Corporate Director Robotic Surgery Program, Orlando Health, Orlando, USA.
Obes Surg. 2023 Sep;33(9):2742-2748. doi: 10.1007/s11695-023-06719-8. Epub 2023 Jul 13.
Totally robotic-assisted biliopancreatic diversion with duodenal switch (BPD/DS) learning curve has been described to be longer at approximately 50 cases, at which point operative time and complications rate decrease and tend to stabilize. This study aimed to form an analysis of the impact of the learning curve on the safety outcomes of the totally robotic-assisted BPD/DS.

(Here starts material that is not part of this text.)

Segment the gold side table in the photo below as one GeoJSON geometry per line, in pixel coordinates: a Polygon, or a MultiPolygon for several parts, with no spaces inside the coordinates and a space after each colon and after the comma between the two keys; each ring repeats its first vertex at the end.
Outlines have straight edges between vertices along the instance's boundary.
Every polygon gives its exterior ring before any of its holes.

A retrospective review of patients who underwent primary totally robotic-assisted BPD/DS by one of our certified bariatric and metabolic surgeon member of our institution was performed. The patients were classified into two groups, the learning stage group (first 50 cases) and the mastery stage group. Differences in operative time in minutes and postoperative outcomes were analyzed.

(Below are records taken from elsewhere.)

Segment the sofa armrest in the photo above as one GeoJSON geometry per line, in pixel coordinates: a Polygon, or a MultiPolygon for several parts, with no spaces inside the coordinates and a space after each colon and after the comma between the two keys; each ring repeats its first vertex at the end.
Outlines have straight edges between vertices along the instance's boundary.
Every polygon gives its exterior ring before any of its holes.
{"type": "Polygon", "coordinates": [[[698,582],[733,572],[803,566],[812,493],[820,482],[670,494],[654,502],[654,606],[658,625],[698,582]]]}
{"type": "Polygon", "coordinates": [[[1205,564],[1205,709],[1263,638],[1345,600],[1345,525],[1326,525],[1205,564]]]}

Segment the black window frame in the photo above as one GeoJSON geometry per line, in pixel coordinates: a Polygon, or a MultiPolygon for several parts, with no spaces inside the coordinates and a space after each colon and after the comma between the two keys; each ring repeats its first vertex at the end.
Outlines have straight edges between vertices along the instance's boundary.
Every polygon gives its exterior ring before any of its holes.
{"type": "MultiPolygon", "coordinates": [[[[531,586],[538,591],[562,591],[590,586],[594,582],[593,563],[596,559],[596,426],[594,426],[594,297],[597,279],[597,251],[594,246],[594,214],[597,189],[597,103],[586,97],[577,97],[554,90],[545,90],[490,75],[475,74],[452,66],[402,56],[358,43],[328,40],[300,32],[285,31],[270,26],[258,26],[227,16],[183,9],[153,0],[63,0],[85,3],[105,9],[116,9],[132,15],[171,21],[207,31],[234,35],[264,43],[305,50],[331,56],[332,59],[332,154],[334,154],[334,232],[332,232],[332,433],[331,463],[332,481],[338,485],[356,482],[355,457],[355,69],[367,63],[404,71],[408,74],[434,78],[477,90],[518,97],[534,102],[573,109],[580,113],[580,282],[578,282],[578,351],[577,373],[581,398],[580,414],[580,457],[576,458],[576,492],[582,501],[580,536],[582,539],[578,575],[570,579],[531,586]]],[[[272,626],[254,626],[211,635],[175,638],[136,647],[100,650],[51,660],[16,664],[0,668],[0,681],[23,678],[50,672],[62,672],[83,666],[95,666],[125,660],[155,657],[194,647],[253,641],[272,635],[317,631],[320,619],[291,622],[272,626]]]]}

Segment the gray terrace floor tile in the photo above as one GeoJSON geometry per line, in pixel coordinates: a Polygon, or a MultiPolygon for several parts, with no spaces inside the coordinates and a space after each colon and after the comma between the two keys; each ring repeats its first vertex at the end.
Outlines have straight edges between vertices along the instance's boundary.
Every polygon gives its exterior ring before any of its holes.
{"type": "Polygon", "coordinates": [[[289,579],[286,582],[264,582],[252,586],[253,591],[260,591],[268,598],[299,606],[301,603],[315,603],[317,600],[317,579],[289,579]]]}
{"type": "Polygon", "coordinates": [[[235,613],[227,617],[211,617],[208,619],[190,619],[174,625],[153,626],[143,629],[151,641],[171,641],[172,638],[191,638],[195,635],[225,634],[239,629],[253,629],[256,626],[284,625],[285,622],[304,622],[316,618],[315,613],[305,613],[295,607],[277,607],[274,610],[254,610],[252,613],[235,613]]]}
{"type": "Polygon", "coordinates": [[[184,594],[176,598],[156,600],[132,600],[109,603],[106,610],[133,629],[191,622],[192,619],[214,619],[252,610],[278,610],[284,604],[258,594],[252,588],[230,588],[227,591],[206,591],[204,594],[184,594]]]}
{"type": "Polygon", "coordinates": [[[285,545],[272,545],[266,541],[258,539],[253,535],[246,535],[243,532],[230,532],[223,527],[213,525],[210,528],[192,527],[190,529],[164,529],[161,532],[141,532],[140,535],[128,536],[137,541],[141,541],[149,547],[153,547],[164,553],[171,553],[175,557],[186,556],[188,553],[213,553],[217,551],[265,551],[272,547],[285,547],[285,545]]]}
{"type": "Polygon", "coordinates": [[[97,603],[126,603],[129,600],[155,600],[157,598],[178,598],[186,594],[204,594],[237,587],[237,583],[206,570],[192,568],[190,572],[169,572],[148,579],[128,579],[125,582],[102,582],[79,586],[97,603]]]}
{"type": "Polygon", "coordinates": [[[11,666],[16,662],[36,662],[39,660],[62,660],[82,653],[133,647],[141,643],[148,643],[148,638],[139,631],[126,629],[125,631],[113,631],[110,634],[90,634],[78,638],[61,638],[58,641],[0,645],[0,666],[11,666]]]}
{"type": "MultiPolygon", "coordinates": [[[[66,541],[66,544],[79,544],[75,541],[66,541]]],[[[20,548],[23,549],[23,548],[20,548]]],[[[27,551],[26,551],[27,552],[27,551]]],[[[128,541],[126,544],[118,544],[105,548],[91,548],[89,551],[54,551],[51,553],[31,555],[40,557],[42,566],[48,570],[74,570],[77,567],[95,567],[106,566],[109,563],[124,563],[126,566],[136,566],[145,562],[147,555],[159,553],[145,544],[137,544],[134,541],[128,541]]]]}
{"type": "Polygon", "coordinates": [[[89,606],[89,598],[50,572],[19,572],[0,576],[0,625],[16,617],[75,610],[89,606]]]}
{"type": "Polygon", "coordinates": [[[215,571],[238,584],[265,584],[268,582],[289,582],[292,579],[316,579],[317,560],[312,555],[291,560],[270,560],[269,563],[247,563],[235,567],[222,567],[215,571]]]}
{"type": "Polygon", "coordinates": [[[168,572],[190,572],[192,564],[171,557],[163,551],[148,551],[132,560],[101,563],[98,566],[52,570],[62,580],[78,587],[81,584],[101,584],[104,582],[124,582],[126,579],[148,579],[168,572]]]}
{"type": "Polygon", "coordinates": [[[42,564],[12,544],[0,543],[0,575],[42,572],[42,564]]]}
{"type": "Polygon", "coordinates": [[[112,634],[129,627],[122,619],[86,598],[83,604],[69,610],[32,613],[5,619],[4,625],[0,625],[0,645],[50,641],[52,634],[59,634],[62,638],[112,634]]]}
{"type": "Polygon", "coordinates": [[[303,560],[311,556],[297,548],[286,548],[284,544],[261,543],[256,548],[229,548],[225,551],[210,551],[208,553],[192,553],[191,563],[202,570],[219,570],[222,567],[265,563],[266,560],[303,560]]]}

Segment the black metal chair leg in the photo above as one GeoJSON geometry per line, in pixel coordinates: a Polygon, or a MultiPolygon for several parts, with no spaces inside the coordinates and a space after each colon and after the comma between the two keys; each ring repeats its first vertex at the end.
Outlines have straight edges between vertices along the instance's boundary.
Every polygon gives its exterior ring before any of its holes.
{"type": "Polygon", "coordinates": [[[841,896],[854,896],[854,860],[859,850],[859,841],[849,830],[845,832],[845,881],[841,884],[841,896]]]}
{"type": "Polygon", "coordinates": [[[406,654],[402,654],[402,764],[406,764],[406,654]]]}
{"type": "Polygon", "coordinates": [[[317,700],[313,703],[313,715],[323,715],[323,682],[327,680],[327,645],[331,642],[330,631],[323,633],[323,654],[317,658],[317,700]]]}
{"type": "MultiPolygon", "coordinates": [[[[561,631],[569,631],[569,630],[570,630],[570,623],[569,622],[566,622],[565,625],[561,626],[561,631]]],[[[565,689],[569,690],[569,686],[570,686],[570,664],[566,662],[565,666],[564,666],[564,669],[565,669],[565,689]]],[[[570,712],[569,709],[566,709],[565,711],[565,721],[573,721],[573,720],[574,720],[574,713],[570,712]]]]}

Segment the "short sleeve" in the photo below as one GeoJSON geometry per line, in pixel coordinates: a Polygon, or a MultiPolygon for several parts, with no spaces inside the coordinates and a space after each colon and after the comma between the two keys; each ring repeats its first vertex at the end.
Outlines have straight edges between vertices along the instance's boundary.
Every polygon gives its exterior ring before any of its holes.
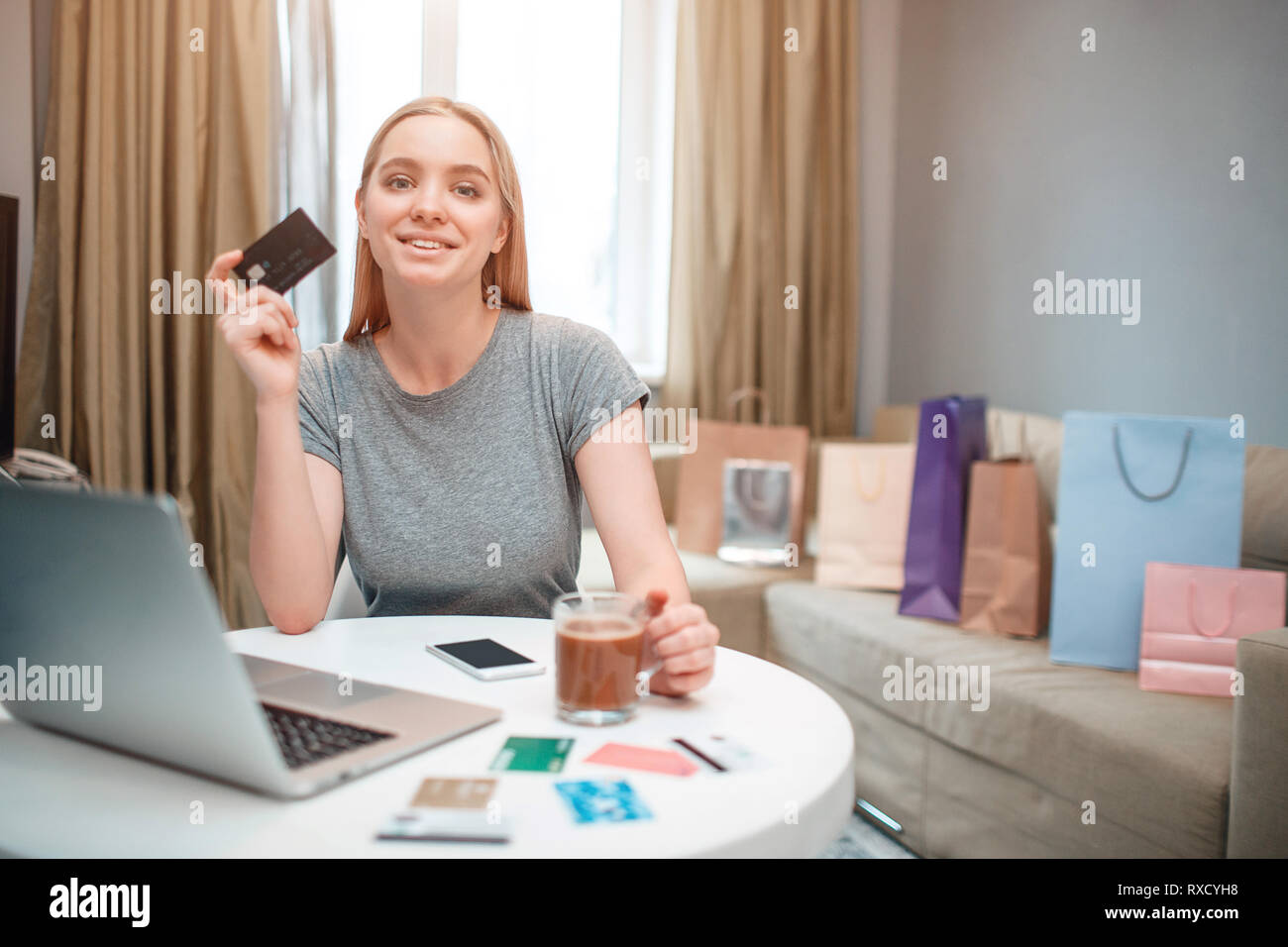
{"type": "Polygon", "coordinates": [[[339,470],[340,446],[331,425],[332,417],[330,385],[322,385],[317,367],[307,354],[300,359],[300,441],[305,454],[314,454],[339,470]]]}
{"type": "Polygon", "coordinates": [[[569,457],[576,457],[604,424],[640,398],[647,406],[650,397],[616,343],[599,329],[573,320],[564,320],[559,330],[559,387],[569,457]]]}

Two hundred seventy-six patients were included. The operative time and the postoperative length of stay were significantly higher in the learning stage group (173.8 ± 35.8 min vs. 139.2 ± 30.2 min, p= 0.0001; 3.4 ± 1.4 days vs. 2.6 ± 0.9 days, p= 0.0002). The overall leakage rate was significantly higher in the learning stage group (8% vs. 0.4%, p= 0.0001). The global rate of complications for the learning stage group was 14%, and for the mastery stage group was 6.6% (p= 0.08).

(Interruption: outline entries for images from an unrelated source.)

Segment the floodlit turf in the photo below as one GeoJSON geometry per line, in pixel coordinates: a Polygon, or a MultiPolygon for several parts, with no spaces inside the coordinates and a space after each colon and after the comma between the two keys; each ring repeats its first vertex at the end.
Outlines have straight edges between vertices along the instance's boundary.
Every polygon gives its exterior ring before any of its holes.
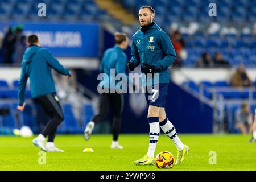
{"type": "MultiPolygon", "coordinates": [[[[256,143],[248,143],[250,135],[179,136],[191,152],[184,163],[169,170],[256,170],[256,143]],[[212,151],[217,154],[216,164],[209,163],[212,151]]],[[[32,138],[0,136],[0,170],[160,170],[155,165],[136,166],[133,163],[147,151],[147,134],[121,135],[122,150],[110,149],[111,135],[94,135],[88,142],[82,135],[57,135],[56,145],[65,152],[46,153],[44,165],[38,164],[42,156],[32,144],[32,138]],[[86,147],[94,152],[83,152],[86,147]]],[[[159,136],[155,155],[161,151],[172,152],[176,159],[176,147],[164,134],[159,136]]]]}

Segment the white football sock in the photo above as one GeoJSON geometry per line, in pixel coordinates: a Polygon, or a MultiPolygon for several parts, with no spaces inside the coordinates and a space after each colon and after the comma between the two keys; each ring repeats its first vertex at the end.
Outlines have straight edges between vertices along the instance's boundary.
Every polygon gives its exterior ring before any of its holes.
{"type": "Polygon", "coordinates": [[[44,137],[44,135],[42,134],[39,134],[36,138],[40,141],[45,141],[46,140],[46,137],[44,137]]]}
{"type": "Polygon", "coordinates": [[[46,143],[46,146],[47,147],[54,147],[54,143],[52,142],[48,142],[46,143]]]}
{"type": "Polygon", "coordinates": [[[256,130],[253,131],[253,136],[254,139],[256,139],[256,130]]]}
{"type": "Polygon", "coordinates": [[[184,144],[179,138],[176,129],[171,122],[166,118],[163,121],[160,123],[160,127],[163,130],[163,132],[166,134],[170,139],[174,142],[174,144],[177,147],[178,150],[181,150],[184,149],[184,144]]]}
{"type": "Polygon", "coordinates": [[[156,147],[158,137],[159,136],[159,122],[150,123],[150,143],[147,155],[151,158],[154,158],[155,150],[156,147]]]}

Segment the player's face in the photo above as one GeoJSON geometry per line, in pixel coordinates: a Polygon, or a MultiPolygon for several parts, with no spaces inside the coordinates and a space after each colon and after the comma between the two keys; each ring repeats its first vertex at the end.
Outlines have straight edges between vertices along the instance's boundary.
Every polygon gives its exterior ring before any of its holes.
{"type": "Polygon", "coordinates": [[[144,8],[139,10],[139,20],[141,26],[143,27],[150,24],[155,18],[153,14],[148,8],[144,8]]]}
{"type": "Polygon", "coordinates": [[[125,48],[126,49],[127,49],[127,47],[128,47],[129,42],[129,40],[128,38],[126,37],[126,40],[125,40],[125,48]]]}

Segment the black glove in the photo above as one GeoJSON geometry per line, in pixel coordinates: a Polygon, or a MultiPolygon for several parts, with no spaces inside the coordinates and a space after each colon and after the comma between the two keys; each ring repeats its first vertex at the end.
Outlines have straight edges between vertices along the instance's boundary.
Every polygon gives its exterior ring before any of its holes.
{"type": "Polygon", "coordinates": [[[143,65],[145,66],[143,68],[142,68],[142,72],[144,73],[154,73],[155,71],[155,67],[152,65],[150,65],[147,63],[143,63],[143,65]]]}
{"type": "Polygon", "coordinates": [[[136,67],[134,65],[134,63],[131,61],[128,63],[127,65],[130,71],[134,71],[134,68],[136,67]]]}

After the first 50 cases, the operative time, the length of stay, and the overall rate of complications decreased, being especially significant the decrease in the duodeno-ileal anastomosis leakage rate after reaching the learning curve.
全机器人辅助胆胰分流术加十二指肠转位(BPD/DS)的学习曲线被描述为大约需要完成 50 例手术,此时手术时间和并发症发生率降低并趋于稳定。本研究旨在分析学习曲线对全机器人辅助 BPD/DS 安全性结果的影响。
对我院一位经过认证的减肥和代谢外科医生实施的原发性全机器人辅助 BPD/DS 的患者进行回顾性分析。将患者分为学习阶段组(前 50 例)和掌握阶段组。分析手术时间和术后结果的差异。
共纳入 276 例患者。学习阶段组的手术时间和术后住院时间明显较长(173.8 ± 35.8 分钟比 139.2 ± 30.2 分钟,p=0.0001;3.4 ± 1.4 天比 2.6 ± 0.9 天,p=0.0002)。学习阶段组的总体漏诊率明显较高(8%比 0.4%,p=0.0001)。学习阶段组的总体并发症发生率为 14%,掌握阶段组为 6.6%(p=0.08)。
在完成前 50 例手术后,手术时间、住院时间和总体并发症发生率降低,尤其是在达到学习曲线后,十二指肠空肠吻合口漏诊率显著降低。